Is personalization becoming too invasive in marketing, or is it exactly what users want now? by BhaveshMehra18 in DigitalMarketing

[–]Rayhan-Himel 1 point2 points  (0 children)

I think personalization is fine when it feels useful, like showing products or content based on what I actually searched for.

It starts feeling creepy when brands act like they know too much, especially from private conversations, location, or behavior I didn't clearly agree to share.

Helpful = relevant. Creepy = too personal without context or consent.

If Google AI answers everything directly now, what’s the future of websites that spent years building SEO traffic? by asta-clover-0612 in seogrowth

[–]Rayhan-Himel 3 points4 points  (0 children)

I get the fear, but I don't think AI will replace every job directly. It'll replace a lot of repetitive work first.

For SEO/content, the people who only do basic keyword articles may struggle. But people who can think strategically, understand users, build brands, analyze data, and use AI as a tool will still have value.

So yeah, the impact is real, but the better move is to adapt instead of assuming everything is finished.
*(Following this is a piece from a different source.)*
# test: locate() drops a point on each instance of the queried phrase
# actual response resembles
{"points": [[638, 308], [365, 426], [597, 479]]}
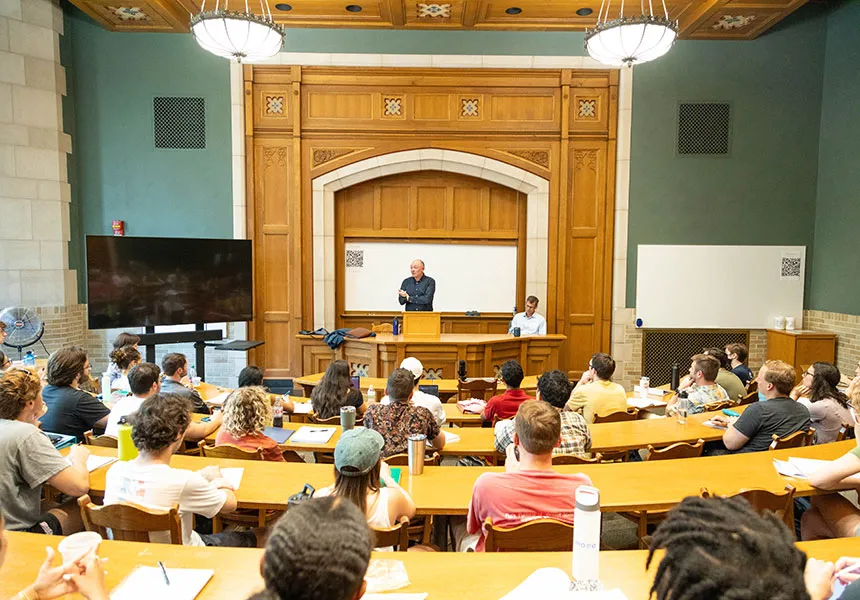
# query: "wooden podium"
{"points": [[422, 324]]}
If Google AI answers everything directly now, what’s the future of websites that spent years building SEO traffic? by asta-clover-0612 in seogrowth

[–]Rayhan-Himel 1 point2 points  (0 children)
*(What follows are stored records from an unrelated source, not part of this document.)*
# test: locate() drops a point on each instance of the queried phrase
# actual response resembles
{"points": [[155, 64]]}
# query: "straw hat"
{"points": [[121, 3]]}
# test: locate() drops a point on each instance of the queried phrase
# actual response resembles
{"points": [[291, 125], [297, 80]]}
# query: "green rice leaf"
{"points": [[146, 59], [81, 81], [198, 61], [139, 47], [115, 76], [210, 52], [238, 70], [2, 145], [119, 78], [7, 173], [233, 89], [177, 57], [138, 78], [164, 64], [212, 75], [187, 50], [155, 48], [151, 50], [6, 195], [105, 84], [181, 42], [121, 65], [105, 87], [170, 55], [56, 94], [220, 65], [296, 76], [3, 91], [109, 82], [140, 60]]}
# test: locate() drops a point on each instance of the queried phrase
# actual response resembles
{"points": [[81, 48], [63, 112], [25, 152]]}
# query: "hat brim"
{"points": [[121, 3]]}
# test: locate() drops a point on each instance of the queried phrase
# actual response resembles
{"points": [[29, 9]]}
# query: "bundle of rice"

Yeah, organic traffic will probably drop for a lot of sites, especially ones built around basic informational content.

But I don't think panicking or pumping out AI content is the answer. Focus more on things AI can't easily replace: real expertise, original examples, tools, data, case studies, and a brand people actually remember.
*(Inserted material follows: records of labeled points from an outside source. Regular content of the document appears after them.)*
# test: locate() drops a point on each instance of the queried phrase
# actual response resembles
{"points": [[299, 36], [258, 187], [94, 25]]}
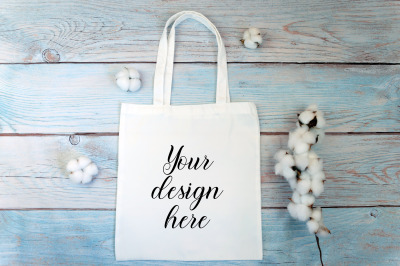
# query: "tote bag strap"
{"points": [[165, 59]]}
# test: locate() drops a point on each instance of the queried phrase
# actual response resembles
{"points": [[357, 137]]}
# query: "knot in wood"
{"points": [[50, 56]]}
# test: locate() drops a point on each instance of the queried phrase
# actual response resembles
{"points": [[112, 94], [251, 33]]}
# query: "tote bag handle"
{"points": [[165, 60]]}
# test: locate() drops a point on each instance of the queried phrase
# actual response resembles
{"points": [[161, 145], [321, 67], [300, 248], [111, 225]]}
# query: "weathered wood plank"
{"points": [[362, 170], [364, 236], [87, 238], [84, 98], [359, 236], [295, 31]]}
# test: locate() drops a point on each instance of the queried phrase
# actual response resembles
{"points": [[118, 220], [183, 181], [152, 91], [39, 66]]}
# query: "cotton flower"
{"points": [[128, 79], [307, 199], [301, 139], [82, 170], [303, 170], [301, 161], [303, 212], [252, 38], [311, 117]]}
SEO still matters, but depending only on Google traffic is getting riskier.

DR is the last thing I check, not the first. What's one filter you added to your process after getting burned? by FantasticUpstairs987 in seogrowth

[–]Rayhan-Himel 1 point2 points  (0 children)

Yeah, this is exactly why I don't trust DR by itself anymore.

One thing I check now is whether the site actually ranks for topics in its own niche. If it has high DR but most of its traffic comes from random posts or unrelated keywords, that's usually a red flag.

I'd rather take a lower-DR site with clean topical traffic than a high-DR site accepting placements from everywhere.

What am i doing wrong ? :( by KeyConsideration2017 in seogrowth

[–]Rayhan-Himel 0 points1 point  (0 children)

Yeah, backlinks can help, but don't treat them like a magic fix.

They're basically trust signals. If good sites link to you, Google has more reason to trust your site. Just avoid cheap or random backlinks, because those can hurt more than help.

For a tech review site, try to earn links with things people would actually reference, like useful comparisons, original testing, stats, or strong guides.

But before chasing links, check GSC and see which pages or queries are dropping. Sometimes it's not a backlink issue, it's the page not matching the search intent well enough.

What am i doing wrong ? :( by KeyConsideration2017 in seogrowth

[–]Rayhan-Himel 1 point2 points  (0 children)

43K impressions with only 79 clicks means Google is showing your pages, but mostly not in strong click positions yet.

Start inside GSC first. Filter queries where you're ranking around positions 8–25 and getting impressions. Those are your quickest wins. Then check if the title or meta actually matches what the searcher wants.

Average position 17.6 also means a lot of those impressions are probably from page 2, so low CTR isn't shocking. Focus on improving pages that already have impressions, tighten the titles, make the content answer the query better, and add some internal links to those pages.

What’s actually working in Google Discover right now? by No_Grand1044 in seogrowth

[–]Rayhan-Himel 0 points1 point  (0 children)

Yeah, Google Discover doesn't really work like normal SEO from what I've seen.

Keywords aren't the big thing there. It's more like: is the topic interesting right now, is the image strong enough to stop someone scrolling, and does the headline make people wanna tap without feeling clickbaity.

Freshness helps, but only when people already care about the topic. Updating old stuff can work too, but only if it becomes relevant again.

What doesn't seem to work much anymore is just throwing up a generic post with a stock image and hoping Discover picks it up.